Autobiography I (Panel / In-Person)


Standing Session
Genres and Audiences / Composition and Rhetoric

Emily Travis (University of California - Santa Cruz)
etra@****.com (Log-in to reveal)

The auto/biography session will explore authorship, identity, and subjectivity across genres, geographies, and modes. In conjunction with the conference theme, we are especially interested in papers which regard auto/biographical expression as a mode for mapping geographies within and around the self. In what ways do fantastic and quotidian places and spaces inform identity? How are place and space represented in auto/biographical texts? How might auto/biographical texts shape audience understandings of and orientations to particular places? How might auto/biographical representations of those places impact their physical geographies in material ways?
“Autobiography creates a self as the right instrument to seek meaning.”
-Patricia Hampl

We are open to a wide range of papers which explore auto/biographical constructions of the self across genres, geographies, and modes. We are especially interested in papers attuned to the conference theme, "Geographies of the Fantastic and the Quotidian," and welcome proposals which regard auto/biographical expression as a mode for mapping geographies within and around the self. In what ways do fantastic and quotidian places and spaces inform identity? How are place and space represented in auto/biographical texts? How might auto/biographical texts shape audience understandings of and orientations to particular places? How might auto/biographical representations of those places impact their physical geographies in material ways?
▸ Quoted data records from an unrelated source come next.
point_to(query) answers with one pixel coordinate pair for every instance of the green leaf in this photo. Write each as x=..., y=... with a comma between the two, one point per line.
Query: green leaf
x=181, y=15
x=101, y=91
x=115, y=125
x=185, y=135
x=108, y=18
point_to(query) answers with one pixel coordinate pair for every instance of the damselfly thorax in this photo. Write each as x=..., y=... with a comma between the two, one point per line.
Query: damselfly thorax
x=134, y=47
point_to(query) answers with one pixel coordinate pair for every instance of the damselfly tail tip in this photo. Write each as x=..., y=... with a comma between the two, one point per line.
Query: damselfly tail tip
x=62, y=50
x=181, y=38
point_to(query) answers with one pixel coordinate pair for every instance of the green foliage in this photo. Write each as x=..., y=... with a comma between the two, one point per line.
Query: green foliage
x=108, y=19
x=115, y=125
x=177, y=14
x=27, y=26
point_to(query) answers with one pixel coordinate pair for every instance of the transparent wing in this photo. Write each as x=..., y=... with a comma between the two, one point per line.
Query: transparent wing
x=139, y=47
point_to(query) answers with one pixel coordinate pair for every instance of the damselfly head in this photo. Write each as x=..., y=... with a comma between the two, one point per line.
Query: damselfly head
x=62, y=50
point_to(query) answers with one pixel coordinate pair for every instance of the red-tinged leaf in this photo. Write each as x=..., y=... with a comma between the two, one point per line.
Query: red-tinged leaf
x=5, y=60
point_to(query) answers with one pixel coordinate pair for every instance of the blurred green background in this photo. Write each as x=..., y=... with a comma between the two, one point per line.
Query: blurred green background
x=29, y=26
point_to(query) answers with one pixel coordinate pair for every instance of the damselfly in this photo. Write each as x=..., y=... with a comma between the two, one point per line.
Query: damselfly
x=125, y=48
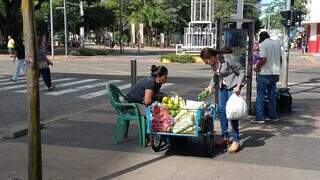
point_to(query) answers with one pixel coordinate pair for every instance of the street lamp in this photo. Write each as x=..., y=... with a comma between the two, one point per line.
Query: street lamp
x=259, y=7
x=65, y=27
x=51, y=29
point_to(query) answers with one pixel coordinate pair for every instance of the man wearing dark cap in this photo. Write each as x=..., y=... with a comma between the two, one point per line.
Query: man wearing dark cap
x=268, y=69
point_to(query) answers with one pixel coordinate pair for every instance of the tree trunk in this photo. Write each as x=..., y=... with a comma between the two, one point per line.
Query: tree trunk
x=33, y=103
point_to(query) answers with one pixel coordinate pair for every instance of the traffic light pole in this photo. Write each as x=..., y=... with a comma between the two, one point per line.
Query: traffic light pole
x=51, y=30
x=285, y=59
x=33, y=102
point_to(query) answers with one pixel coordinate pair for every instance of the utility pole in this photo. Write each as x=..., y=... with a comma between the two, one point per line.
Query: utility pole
x=121, y=27
x=285, y=61
x=51, y=29
x=65, y=28
x=239, y=13
x=81, y=28
x=33, y=103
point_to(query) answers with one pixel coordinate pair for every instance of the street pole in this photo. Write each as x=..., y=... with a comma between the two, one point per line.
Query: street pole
x=285, y=61
x=81, y=28
x=121, y=27
x=133, y=72
x=65, y=28
x=51, y=29
x=239, y=13
x=33, y=103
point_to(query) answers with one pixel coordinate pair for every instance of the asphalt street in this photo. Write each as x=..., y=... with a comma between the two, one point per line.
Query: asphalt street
x=77, y=143
x=80, y=85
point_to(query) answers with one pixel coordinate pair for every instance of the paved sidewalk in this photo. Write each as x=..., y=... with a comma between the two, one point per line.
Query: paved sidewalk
x=80, y=146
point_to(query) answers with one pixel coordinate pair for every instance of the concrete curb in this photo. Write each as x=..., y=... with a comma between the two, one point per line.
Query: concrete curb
x=18, y=131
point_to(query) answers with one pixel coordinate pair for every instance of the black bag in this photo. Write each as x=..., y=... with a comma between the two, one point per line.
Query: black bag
x=284, y=100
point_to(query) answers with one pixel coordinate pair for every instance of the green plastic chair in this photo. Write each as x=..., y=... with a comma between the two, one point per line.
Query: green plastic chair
x=126, y=112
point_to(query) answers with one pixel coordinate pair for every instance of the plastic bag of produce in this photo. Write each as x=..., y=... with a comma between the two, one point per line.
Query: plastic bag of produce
x=186, y=122
x=236, y=107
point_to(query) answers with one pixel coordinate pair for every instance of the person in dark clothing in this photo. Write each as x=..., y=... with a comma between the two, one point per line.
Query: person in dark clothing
x=147, y=89
x=44, y=63
x=20, y=55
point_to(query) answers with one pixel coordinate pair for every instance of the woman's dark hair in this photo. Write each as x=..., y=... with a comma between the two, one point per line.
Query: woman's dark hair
x=263, y=35
x=209, y=52
x=158, y=70
x=206, y=53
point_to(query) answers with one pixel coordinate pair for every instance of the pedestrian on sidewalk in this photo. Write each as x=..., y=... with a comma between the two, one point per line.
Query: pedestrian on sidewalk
x=231, y=75
x=268, y=69
x=20, y=55
x=11, y=46
x=44, y=63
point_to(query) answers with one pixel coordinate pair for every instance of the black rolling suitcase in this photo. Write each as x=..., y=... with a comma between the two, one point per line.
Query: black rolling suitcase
x=284, y=100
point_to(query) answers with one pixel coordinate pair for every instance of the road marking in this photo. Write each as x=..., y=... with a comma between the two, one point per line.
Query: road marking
x=71, y=83
x=65, y=91
x=13, y=87
x=8, y=79
x=97, y=68
x=103, y=92
x=56, y=80
x=11, y=82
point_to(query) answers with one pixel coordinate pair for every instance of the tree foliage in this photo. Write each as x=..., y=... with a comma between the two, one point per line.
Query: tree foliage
x=276, y=6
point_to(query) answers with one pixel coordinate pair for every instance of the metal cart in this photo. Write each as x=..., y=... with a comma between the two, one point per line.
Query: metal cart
x=203, y=126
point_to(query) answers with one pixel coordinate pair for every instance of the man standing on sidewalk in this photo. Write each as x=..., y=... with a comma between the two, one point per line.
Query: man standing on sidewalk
x=268, y=69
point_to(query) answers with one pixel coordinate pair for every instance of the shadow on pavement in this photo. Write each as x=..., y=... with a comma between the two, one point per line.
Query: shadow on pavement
x=133, y=168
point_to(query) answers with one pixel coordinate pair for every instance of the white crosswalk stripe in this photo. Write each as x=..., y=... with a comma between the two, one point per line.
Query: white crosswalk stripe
x=13, y=87
x=72, y=83
x=103, y=92
x=8, y=79
x=11, y=82
x=67, y=86
x=55, y=80
x=90, y=86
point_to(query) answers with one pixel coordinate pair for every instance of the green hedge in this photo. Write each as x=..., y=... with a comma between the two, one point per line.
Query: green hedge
x=90, y=52
x=177, y=58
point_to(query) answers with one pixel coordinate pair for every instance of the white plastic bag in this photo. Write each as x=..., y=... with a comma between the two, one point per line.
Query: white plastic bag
x=236, y=107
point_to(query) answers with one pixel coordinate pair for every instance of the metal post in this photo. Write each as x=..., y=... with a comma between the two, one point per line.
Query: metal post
x=239, y=13
x=81, y=28
x=249, y=68
x=133, y=72
x=65, y=28
x=33, y=102
x=121, y=27
x=51, y=29
x=285, y=61
x=218, y=46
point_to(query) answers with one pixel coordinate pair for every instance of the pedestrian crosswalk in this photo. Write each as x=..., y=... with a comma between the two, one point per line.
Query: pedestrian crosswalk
x=83, y=88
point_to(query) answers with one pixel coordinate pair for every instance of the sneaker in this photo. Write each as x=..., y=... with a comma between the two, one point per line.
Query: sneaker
x=257, y=121
x=13, y=80
x=51, y=88
x=272, y=119
x=220, y=141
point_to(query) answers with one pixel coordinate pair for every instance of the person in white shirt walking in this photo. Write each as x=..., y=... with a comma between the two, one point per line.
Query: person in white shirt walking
x=268, y=69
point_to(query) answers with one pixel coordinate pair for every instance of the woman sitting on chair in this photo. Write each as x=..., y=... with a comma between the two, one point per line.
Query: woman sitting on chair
x=147, y=89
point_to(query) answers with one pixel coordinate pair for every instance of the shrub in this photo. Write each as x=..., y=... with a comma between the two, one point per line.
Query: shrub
x=177, y=58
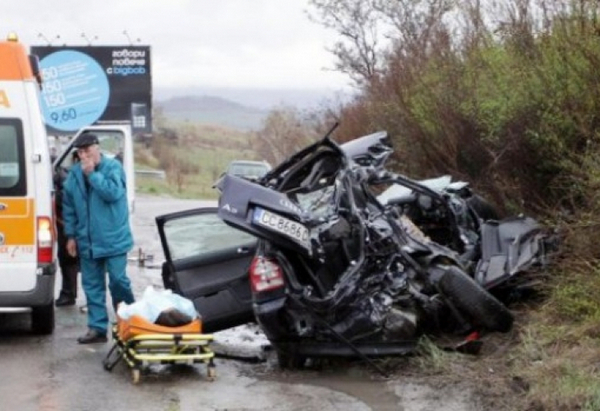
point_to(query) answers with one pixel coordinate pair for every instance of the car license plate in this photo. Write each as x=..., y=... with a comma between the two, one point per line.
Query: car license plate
x=280, y=224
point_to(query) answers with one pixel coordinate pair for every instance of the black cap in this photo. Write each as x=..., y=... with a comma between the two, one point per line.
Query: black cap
x=86, y=139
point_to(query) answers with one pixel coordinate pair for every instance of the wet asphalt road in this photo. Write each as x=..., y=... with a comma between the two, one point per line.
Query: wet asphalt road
x=54, y=373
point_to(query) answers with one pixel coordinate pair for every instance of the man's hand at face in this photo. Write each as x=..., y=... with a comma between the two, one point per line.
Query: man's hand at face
x=87, y=165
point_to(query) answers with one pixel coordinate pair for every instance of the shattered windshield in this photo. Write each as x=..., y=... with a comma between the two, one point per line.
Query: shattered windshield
x=319, y=203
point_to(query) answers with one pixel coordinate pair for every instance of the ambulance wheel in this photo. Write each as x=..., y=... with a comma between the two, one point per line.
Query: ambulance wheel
x=135, y=375
x=42, y=319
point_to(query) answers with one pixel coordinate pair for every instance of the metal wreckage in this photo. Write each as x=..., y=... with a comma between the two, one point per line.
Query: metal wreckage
x=353, y=259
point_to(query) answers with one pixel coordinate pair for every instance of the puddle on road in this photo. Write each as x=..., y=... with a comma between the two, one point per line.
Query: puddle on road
x=374, y=391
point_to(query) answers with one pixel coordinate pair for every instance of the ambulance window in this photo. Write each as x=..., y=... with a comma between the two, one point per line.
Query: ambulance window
x=12, y=158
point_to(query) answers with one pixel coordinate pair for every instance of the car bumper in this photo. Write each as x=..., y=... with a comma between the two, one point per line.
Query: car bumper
x=42, y=294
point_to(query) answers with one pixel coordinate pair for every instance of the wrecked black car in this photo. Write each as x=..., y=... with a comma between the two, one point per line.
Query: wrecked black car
x=332, y=254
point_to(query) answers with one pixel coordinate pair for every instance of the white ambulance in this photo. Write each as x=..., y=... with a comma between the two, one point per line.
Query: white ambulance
x=27, y=243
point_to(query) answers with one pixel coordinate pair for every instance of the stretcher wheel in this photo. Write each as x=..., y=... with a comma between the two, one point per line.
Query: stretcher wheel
x=211, y=372
x=135, y=375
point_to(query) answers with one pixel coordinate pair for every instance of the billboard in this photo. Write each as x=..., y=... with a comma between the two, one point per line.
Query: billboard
x=84, y=85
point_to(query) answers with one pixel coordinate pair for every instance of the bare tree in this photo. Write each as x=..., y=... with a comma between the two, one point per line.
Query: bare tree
x=358, y=24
We encourage presenters to explore auto/biography through interdisciplinary approaches, such as affect studies and cognitive science, theories of the archive and archival sciences, area studies, critical race theory, digital humanities, feminist and theories of gender, genre studies, materialism, media studies, queer theory, phenomenology, post- and decolonial studies, psychology, translation and adaptation studies, and more. Possible genres and topics could include but are not limited to: autofiction and biofiction, autotheory, collective autobiography, conquest and encounter narratives, diaries, documentary film, glitch feminism, intersectional subjectivity, lyric essays, maps, memoir, pedagogical applications for life writing, photography, social media, and other techniques of self-narration and self-fashioning.